Copper squeeze unravels with window closing to beat Trump tariff
An acute copper supply squeeze is coming to an abrupt end as President Donald Trump’s plan to soon slap a 50% tariff on the metal narrows the window to profit from surging US prices.
Key spreads on the London Metal Exchange — which had soared in late June as a rush to ship the metal to the US drained stockpiles — have now collapsed.
The latest indication from the White House that a levy is imminent means time is running out to seek to front-run the policy and profit from arbitrage. Shipments from European and Asian sheds take weeks to reach American shores, and cargoes will soon risk arriving after tariffs are in place.
Spot copper on the LME traded lower than three-month futures for the first time in more than a month, a sign demand for metal in the exchange’s warehousing network is fizzling rapidly. A key one-day spread has also plunged.
Commerce Secretary Howard Lutnick, speaking to CNBC shortly after a Cabinet meeting, said his department’s investigation into copper had concluded and he expected the levy “likely to be put in place end of July — maybe Aug. 1.”

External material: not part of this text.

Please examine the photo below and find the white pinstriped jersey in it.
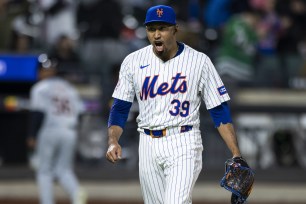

“Copper is finished. We’re done with our study,” Lutnick said. “We’ve handed the study over to the president. The president knows that he has the ability, since we’ve studied the market for copper, to set the market tariff for copper.”
For months, copper has poured into the US as traders raced to buy up the metal elsewhere and sell it at higher prices in New York. Once those tariffs are in place, that arbitrage opportunity disappears, easing demand for spot copper in Europe and Asia.
New York futures posted a record jump to an all-time high on Tuesday after Trump’s off-the-cuff announcement of the 50% duty.